You all know that yesterday Iran announced that it would further decrease its observation of JCPOA-mandated limits on its nuclear program:
Tehran, Jan 5, IRNA – Iranian cabinet in a statement on Sunday announced the country’s decision to take the final step to reduce commitments to the Joint Comprehensive Plan of Action (JCPOA).
The cabinet said Iran will observe no restrictions in operational areas, including enrichment capacities, enrichment percentage, the volume of enriched material as well as research.
The cabinet further stated in its statement that as the fifth step to reduce its commitments, Iran will abandon the last key restriction in the operation field put up in the JCPOA literally “the limitations in the number of centrifuges”.
I shan’t speculate on Iran’s next move, but it’s safe to say that, since this past May, Tehran’s been re-visiting its playbook from 2005 and 2006 when, shortly after the election of President Ahmadinejad, the government gradually resumed nuclear activities that it had suspended pursuant to Iran’s 2003 and 2004 agreements with the E3. During that time, Iran also stopped implementing its additional protocol and other transparency measures contained in the aforementioned agreements with the E3. The point is that, although Iran has been complying with all of its JCPOA-related monitoring and inspection requirements, there is precedent for Tehran to decrease such compliance.
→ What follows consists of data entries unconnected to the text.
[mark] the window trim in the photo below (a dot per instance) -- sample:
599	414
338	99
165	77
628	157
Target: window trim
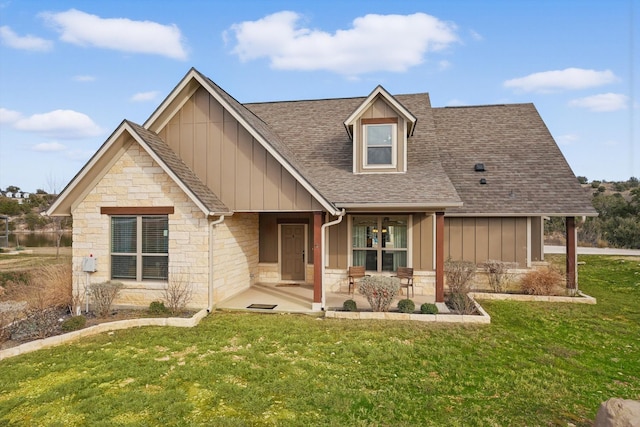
139	255
393	123
380	249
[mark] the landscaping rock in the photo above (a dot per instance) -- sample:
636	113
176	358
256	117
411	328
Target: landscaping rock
617	412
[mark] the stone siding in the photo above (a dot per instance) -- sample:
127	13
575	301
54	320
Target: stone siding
136	180
235	259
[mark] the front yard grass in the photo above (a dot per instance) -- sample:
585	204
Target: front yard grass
535	364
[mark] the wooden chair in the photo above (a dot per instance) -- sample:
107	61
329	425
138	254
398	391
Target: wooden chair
355	274
405	274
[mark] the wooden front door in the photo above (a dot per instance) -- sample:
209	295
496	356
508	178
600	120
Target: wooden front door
292	253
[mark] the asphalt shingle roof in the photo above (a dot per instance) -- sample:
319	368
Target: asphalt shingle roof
314	131
526	172
180	169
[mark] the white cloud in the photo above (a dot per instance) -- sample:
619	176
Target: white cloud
144	96
84	78
65	124
455	102
374	42
601	103
121	34
444	65
567	79
28	42
476	35
9	116
49	147
567	139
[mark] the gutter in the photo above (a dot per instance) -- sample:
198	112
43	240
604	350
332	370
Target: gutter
323	238
211	241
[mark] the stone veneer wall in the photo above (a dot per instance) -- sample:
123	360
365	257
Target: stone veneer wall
235	259
135	180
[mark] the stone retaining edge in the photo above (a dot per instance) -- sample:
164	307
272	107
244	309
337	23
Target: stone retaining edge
483	318
579	299
56	340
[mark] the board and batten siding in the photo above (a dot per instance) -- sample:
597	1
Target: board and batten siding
480	239
236	167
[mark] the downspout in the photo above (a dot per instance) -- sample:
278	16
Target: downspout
322	257
211	241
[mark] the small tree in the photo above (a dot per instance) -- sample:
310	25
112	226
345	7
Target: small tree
498	274
178	292
459	275
103	295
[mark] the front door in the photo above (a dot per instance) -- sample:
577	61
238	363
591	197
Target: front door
292	252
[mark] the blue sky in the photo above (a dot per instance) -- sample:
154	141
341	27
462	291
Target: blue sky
71	71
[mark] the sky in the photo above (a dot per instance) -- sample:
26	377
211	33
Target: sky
71	71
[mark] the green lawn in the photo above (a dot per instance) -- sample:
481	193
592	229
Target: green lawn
536	364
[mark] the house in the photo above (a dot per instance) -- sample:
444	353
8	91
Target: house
225	195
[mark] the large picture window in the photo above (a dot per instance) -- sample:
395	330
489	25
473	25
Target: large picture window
140	247
379	243
379	142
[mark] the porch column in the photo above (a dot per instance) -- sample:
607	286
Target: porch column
317	257
439	256
572	254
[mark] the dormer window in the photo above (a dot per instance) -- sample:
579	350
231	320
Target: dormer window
380	142
380	129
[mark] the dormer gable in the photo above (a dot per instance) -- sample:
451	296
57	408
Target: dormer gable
379	129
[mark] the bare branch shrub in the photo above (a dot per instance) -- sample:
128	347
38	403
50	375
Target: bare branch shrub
459	275
103	295
178	292
46	293
380	291
548	281
498	274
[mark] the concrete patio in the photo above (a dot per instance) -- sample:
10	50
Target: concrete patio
298	298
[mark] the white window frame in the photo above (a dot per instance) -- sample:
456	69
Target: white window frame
379	220
394	146
139	255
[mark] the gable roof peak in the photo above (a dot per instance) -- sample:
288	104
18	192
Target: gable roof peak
390	99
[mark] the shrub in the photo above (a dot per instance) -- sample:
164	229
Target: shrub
459	275
406	306
498	274
73	323
546	281
461	303
158	308
428	308
103	295
380	291
178	292
349	305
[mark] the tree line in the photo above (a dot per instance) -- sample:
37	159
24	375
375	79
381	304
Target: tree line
618	221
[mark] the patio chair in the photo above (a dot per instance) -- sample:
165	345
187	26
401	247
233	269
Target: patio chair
405	274
355	274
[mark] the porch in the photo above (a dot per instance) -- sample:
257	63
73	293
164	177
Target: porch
298	298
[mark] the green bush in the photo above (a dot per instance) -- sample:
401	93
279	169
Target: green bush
158	308
428	308
73	323
406	306
380	291
349	305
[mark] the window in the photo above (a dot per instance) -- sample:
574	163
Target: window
379	243
379	143
140	247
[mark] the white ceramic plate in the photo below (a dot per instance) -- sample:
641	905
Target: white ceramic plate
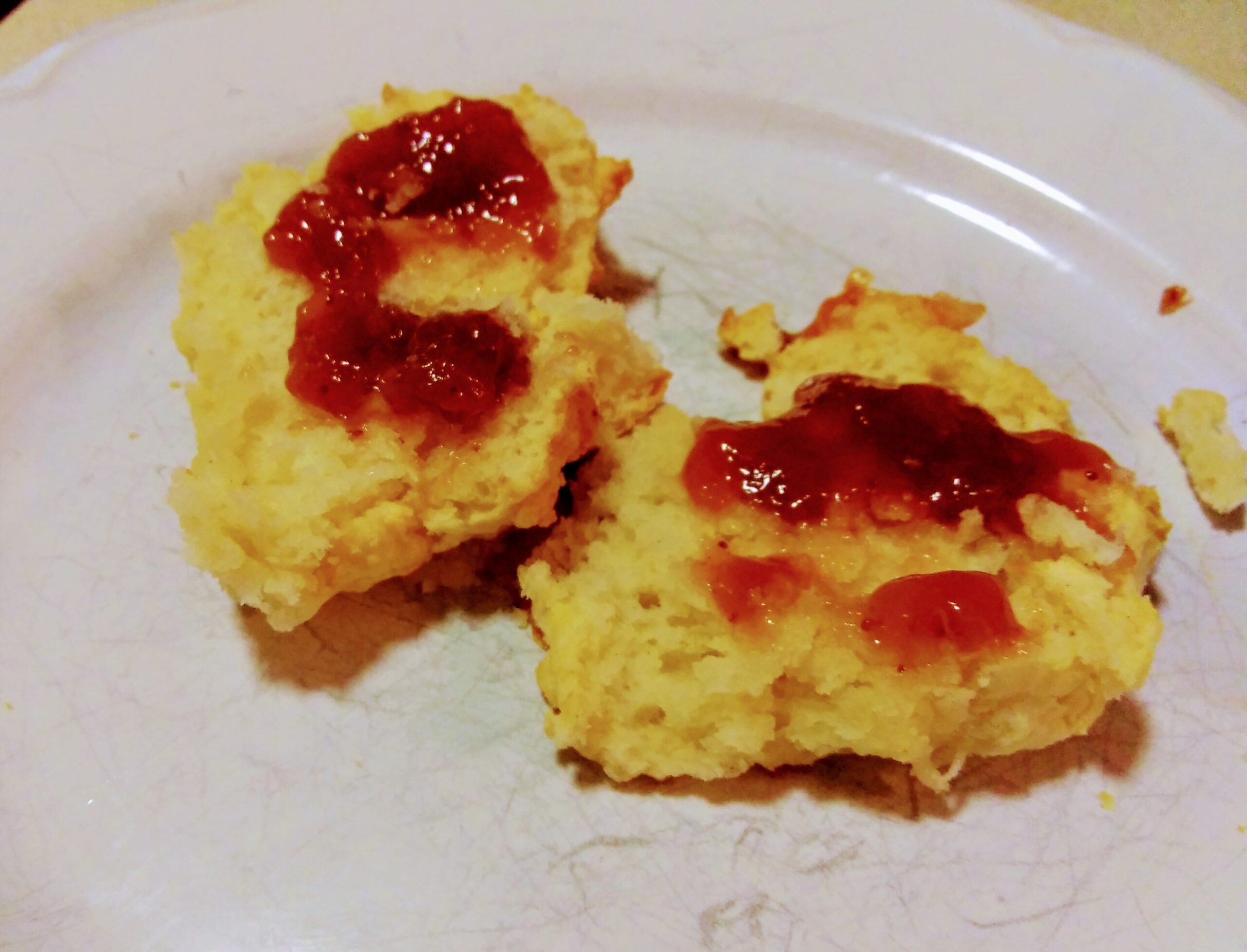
171	778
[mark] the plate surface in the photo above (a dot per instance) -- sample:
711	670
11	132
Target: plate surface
175	778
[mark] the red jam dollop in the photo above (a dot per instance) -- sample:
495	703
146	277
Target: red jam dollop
917	618
460	172
752	591
893	453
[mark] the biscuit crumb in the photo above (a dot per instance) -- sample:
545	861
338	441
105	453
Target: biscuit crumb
1174	298
1215	460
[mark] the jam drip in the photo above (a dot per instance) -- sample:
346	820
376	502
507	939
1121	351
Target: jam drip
917	618
463	172
896	454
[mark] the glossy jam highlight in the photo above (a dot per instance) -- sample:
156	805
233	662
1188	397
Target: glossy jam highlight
892	453
917	618
463	172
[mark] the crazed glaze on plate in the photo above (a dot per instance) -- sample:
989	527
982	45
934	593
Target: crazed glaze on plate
175	774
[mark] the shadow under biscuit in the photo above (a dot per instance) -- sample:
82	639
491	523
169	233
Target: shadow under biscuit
1114	746
615	282
352	632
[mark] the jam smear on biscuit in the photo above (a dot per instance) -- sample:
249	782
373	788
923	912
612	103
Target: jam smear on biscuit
460	173
750	591
894	454
917	618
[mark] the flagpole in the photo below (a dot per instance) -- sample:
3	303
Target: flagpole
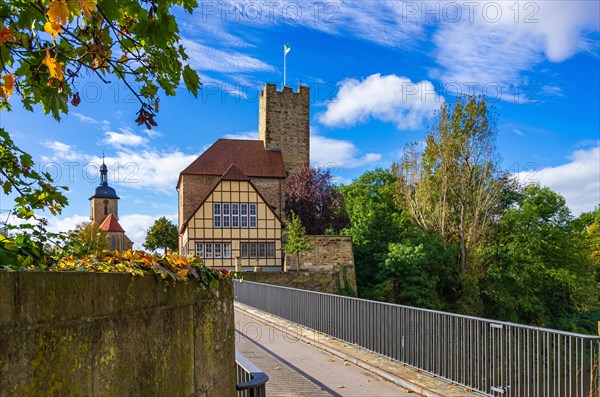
284	65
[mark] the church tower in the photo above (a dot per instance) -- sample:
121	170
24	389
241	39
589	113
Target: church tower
104	202
284	123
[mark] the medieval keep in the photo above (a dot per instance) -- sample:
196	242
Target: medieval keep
104	212
231	198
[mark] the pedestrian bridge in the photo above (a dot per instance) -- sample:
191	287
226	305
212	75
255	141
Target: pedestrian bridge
316	344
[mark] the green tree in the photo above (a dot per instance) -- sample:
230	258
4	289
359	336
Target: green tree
375	223
46	47
87	239
538	272
295	237
453	186
162	235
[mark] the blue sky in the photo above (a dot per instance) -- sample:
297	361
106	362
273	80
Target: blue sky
377	71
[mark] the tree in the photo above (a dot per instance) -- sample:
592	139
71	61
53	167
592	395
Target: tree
162	235
87	239
452	187
374	223
46	47
295	236
538	271
313	197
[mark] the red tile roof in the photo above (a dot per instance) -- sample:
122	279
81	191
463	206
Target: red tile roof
250	157
111	224
233	173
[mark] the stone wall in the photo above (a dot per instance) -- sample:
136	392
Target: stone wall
110	334
284	123
327	267
325	253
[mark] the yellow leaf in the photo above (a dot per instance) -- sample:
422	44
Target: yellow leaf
58	12
53	28
6	34
87	6
7	88
54	67
182	273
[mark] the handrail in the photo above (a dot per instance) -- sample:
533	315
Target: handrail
257	377
493	357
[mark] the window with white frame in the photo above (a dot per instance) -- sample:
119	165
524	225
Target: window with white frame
252	215
244	215
226	218
226	250
235	215
270	250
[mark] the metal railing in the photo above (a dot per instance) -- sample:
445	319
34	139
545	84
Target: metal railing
493	357
250	380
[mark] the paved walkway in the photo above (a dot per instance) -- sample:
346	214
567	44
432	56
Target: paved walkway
298	369
302	362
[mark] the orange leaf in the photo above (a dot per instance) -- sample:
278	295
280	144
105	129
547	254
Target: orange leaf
53	28
58	12
54	67
7	88
87	6
6	35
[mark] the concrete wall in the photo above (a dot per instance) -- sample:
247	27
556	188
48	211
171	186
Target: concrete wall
108	334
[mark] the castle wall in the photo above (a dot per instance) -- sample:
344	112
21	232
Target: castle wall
327	254
284	123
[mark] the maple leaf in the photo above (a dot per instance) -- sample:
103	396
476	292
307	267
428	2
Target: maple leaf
58	12
53	29
7	88
87	6
54	67
6	35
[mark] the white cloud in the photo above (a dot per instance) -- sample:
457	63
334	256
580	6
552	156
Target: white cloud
136	226
578	181
380	21
250	135
326	152
495	44
66	224
204	58
124	138
388	98
61	151
85	119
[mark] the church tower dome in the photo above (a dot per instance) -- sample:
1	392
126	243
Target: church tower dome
104	201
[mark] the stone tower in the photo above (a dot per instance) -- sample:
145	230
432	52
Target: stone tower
284	123
105	200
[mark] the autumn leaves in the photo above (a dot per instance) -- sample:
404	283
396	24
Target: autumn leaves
60	12
8	81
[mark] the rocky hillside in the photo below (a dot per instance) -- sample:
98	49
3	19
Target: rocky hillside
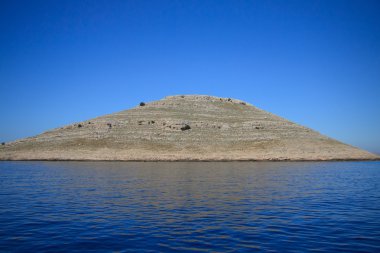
187	127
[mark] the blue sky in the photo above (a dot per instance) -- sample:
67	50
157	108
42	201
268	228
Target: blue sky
316	63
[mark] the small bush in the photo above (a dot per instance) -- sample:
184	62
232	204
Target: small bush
185	127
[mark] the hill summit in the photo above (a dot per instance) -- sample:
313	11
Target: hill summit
184	127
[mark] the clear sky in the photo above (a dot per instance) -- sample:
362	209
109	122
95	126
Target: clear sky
316	63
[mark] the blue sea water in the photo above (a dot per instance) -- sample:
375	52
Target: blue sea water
186	207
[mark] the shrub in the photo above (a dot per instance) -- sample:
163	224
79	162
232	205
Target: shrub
185	127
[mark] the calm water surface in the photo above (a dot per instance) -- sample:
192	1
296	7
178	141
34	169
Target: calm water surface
184	207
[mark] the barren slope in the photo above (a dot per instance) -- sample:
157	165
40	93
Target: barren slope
183	128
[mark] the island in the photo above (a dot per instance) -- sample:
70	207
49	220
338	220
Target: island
184	128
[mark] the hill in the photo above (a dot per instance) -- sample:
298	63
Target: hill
190	127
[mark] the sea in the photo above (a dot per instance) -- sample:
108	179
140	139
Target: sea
190	206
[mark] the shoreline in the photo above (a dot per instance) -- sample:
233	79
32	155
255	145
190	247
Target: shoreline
192	160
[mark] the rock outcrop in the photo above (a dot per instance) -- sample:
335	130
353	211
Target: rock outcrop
190	127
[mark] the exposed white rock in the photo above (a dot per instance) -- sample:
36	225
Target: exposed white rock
183	127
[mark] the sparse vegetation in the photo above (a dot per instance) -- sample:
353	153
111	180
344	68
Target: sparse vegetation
185	127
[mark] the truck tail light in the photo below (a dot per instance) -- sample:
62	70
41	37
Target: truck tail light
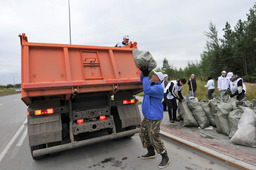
38	112
50	111
44	112
103	117
80	121
129	101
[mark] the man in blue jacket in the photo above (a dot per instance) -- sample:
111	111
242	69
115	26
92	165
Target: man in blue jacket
152	110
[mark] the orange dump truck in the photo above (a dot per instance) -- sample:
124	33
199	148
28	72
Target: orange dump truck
77	94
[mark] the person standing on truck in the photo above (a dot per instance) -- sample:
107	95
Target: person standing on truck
125	41
171	89
164	84
210	86
236	86
192	85
223	83
152	110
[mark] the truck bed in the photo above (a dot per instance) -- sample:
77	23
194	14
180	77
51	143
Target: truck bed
63	69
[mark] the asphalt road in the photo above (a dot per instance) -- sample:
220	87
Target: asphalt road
110	155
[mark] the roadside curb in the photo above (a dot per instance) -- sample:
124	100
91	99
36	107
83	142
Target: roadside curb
217	155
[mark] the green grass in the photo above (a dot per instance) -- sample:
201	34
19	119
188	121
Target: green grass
202	92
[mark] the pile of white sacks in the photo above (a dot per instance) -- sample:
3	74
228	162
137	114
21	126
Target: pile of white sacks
230	117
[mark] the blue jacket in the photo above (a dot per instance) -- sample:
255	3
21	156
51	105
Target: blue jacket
152	107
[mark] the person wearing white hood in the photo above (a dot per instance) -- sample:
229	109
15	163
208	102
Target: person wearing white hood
210	86
223	83
236	86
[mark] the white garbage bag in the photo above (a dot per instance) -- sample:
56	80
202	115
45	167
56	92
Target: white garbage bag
144	58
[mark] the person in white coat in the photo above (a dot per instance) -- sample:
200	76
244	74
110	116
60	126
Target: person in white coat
210	86
236	86
223	83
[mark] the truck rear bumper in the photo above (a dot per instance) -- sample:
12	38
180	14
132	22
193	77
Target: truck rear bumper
63	147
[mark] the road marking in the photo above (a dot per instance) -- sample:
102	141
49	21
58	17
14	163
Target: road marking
10	143
22	138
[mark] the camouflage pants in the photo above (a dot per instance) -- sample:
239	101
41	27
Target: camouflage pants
150	134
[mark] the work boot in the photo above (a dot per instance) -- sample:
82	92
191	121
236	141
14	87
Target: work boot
151	153
170	116
165	160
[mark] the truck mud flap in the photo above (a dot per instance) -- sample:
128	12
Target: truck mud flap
129	115
68	146
45	129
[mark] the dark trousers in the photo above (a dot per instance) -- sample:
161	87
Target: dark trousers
172	108
210	93
240	96
150	134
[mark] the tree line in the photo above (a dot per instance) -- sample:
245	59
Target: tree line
235	52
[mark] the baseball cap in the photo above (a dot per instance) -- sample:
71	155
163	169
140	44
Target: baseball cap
159	75
230	74
126	37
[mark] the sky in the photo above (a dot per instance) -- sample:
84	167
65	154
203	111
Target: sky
174	29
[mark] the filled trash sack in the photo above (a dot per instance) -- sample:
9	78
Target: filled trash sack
198	113
246	132
186	114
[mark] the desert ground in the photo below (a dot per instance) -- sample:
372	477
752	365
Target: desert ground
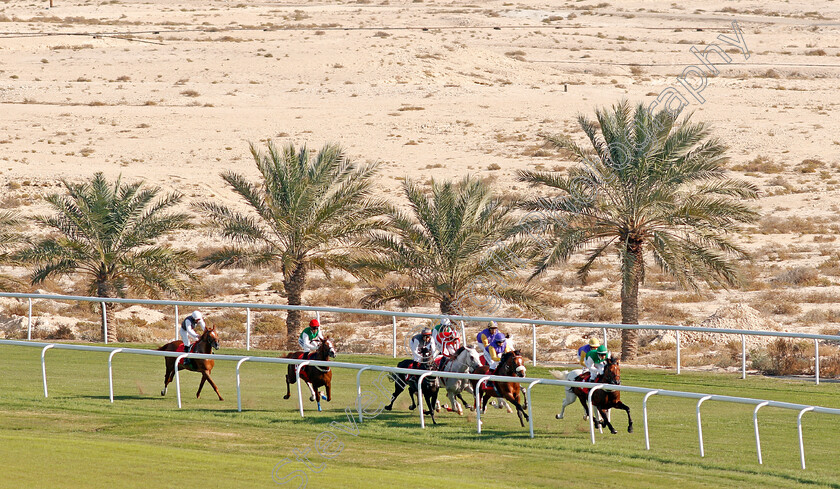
174	92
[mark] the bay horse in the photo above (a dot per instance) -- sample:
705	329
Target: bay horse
602	400
430	386
208	342
511	364
312	376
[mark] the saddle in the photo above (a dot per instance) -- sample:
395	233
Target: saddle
304	356
584	377
186	362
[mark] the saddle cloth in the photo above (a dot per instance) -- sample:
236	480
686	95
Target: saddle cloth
182	349
299	355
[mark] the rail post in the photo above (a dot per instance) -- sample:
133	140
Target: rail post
817	361
478	401
44	368
534	345
420	399
104	322
297	376
248	329
644	416
111	374
528	399
359	391
592	413
29	322
743	357
678	352
238	389
799	429
178	378
700	424
755	425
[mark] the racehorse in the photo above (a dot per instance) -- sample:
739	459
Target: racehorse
602	400
430	386
511	364
466	360
208	342
312	376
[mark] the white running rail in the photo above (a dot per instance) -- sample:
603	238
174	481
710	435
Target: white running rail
395	314
800	408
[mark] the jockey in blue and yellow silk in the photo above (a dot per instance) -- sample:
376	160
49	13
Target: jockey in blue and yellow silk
493	352
596	360
582	351
487	334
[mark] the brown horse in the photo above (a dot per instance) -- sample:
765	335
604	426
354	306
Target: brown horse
312	376
208	342
602	400
510	364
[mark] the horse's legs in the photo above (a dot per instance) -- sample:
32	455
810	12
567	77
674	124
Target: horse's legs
520	411
398	388
290	379
585	405
621	405
201	384
167	378
461	397
569	399
605	419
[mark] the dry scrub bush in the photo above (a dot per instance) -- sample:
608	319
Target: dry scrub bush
784	357
800	276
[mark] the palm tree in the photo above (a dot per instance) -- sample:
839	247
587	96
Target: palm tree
9	237
650	186
458	248
308	211
110	235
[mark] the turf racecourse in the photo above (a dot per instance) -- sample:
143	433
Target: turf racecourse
76	438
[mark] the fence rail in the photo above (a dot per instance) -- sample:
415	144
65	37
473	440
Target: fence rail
532	382
395	314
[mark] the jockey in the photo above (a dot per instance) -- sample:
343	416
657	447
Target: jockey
311	337
494	351
483	338
596	360
582	351
188	334
422	347
446	338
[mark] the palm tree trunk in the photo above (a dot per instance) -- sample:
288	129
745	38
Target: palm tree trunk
103	289
294	285
630	299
Perhaps Iran will go that route, but doing so risks provoking one or all of the P4+1 into supporting an UNSCR 2231 snapback resolution. Those countries may currently be reluctant to take this step if they value Iranian implementation of the aforementioned monitoring and inspection measures, as well as other constraints (such as those in Section T); a snapback resolution could obviously tank Iranian cooperation with those measures. For its part, Iran argues that Tehran is observing fewer JCPOA restrictions because the E3 hasn’t done enough to blunt the impact of the reimposed U.S. sanctions. But despite the sanctions, Iran still gets some benefits from remaining in the agreement, such as the international legal legitimacy of its nuclear program and the end of the prohibition on importing weapons.
So both sides have an incentive to avoid a snapback resolution and remain in the agreement. Having said that, the situation is plainly volatile. I will display penetrating insight into the glaringly obvious by noting that, despite the incentives for Iran to continue its JCPOA participation and also avoid snapback, the government’s propensity to push boundaries seems at least a function of the Iranian political system’s tolerance. Put another way, domestic political opinion may change the government’s cost/benefit analysis and result in Iranian actions that will truly result in the JCPOA’s demise.